The Steelers had an apparent touchdown slip through the fingers – literally – on a play that started with a lateral from Ben Roethlisberger to Antonio Brown, who then threw a pass to a wide open Baron Batch circling out of the backfield. Brown’s pass went through Batch’s hands. Two plays later, Bengals SS Chris Crocker intercepted Roethlisberger in the end zone on a pass for Heath Miller.

Another special teams penalty on a return gave the Steelers offense poor field position midway through the second quarter. A 34-yard punt return by Antonio Brown was nullified by a holding penalty on DeMarcus Van Dyke. Instead of getting the ball at the Bengals 44-yard line, the Steelers ended up starting at their own 13-yard line.

On the play after Van Dyke’s penalty, Robert Geathers knocked the ball out of Roethlisberger’s hand and it was recovered by Devon Still at the Pittsburgh 8-yard line. One play after that, it was in the end zone for a touchdown on a quick slant pass from Andy Dalton to A.J. Green, and the Bengals had extended their lead to 14-3.

Incredibly, another holding penalty on another return gave the Steelers bad field position yet again in the first half. This time it was Baron Batch, and this time the ball was moved back to the 10-yard line.

Another holding penalty on a return – this one on a punt by Antonio Brown and called on Ike Taylor – nullified another fine effort by him, and instead of the ball at the Bengals 35-yard line the Steelers started their possession at their own 33-yard line.

SO MUCH FOR HEALTHY SCRATCHES ON GAME DAY
Two games ago, while preparing for the Philadelphia Eagles, the Steelers injury report was a coach’s delight. There were some names on it, but only to point out that they were back practicing after having missed some time. None of their seven inactives for the Eagles game were because of injury.

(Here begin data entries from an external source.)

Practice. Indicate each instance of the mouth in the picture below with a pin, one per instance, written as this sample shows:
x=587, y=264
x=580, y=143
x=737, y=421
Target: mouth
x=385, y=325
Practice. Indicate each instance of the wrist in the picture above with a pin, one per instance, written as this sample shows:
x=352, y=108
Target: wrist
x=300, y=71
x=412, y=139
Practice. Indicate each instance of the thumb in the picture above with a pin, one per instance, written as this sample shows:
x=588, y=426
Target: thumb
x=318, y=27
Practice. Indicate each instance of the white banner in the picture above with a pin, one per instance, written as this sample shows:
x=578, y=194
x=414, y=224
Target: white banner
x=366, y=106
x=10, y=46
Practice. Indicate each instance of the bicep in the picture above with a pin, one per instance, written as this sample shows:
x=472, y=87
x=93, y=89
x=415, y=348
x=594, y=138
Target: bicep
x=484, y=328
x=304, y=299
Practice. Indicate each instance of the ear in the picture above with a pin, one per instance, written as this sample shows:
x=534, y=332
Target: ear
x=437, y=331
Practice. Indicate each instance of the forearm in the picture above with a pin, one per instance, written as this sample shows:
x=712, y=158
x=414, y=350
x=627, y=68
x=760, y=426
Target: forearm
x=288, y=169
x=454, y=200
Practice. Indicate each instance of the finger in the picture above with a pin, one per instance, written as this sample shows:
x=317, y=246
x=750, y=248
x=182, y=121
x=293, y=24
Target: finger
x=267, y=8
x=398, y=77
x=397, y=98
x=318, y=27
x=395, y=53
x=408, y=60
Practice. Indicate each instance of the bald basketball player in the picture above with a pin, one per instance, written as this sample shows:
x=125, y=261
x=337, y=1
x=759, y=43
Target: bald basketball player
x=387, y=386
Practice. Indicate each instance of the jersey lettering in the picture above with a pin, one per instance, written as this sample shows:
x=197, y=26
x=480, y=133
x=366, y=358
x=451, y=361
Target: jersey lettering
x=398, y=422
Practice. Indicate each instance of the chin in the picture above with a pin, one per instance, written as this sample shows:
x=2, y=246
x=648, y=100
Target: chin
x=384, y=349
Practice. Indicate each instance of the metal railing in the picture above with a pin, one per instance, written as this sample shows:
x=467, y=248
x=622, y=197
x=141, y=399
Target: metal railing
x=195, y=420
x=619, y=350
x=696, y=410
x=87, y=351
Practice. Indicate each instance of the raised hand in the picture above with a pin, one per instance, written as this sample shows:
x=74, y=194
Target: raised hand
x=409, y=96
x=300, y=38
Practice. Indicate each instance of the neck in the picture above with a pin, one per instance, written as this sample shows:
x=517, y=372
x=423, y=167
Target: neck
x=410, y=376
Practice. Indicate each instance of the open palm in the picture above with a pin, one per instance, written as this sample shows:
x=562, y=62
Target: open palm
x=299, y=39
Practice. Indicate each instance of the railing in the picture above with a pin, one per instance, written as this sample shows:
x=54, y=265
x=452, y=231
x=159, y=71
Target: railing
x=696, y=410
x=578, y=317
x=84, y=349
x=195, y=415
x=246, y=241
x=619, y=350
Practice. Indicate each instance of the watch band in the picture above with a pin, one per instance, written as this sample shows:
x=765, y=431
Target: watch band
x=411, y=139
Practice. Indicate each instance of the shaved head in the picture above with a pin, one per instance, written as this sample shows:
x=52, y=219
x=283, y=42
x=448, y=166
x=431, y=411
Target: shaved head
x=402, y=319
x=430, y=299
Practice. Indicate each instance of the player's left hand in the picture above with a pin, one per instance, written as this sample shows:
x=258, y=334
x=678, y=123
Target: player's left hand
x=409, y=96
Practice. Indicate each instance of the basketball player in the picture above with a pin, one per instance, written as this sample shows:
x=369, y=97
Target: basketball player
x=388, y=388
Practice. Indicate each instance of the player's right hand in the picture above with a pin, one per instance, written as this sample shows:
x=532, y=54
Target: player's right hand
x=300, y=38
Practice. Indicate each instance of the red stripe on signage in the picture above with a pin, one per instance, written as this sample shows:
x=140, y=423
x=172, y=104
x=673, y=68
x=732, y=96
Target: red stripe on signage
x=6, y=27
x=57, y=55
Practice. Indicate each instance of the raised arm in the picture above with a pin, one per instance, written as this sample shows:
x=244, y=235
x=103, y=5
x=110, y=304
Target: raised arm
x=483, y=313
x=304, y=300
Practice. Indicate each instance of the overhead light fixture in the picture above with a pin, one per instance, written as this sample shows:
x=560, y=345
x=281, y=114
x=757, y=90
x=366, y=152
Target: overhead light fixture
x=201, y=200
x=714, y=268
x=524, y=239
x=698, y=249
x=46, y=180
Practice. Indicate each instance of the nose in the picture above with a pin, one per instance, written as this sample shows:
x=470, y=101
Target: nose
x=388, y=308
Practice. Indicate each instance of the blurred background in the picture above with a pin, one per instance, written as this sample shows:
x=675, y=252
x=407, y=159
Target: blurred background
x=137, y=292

That changed dramatically in the week leading up to their game in Cincinnati. Starters Marcus Gilbert (ankle), Rashard Mendenhall (Achilles), Troy Polamalu (calf) and Maurkice Pouncey (knee), plus Isaac Redman (ankle) and Chris Carter (hamstring) did not play vs. the Bengals. The seventh player inactive for the game was Charlie Batch.

Jonathan Dwyer got the start at running back, and C/G John Malecki was added to the roster the day before the game from the practice squad to provide depth in the interior of the offensive line.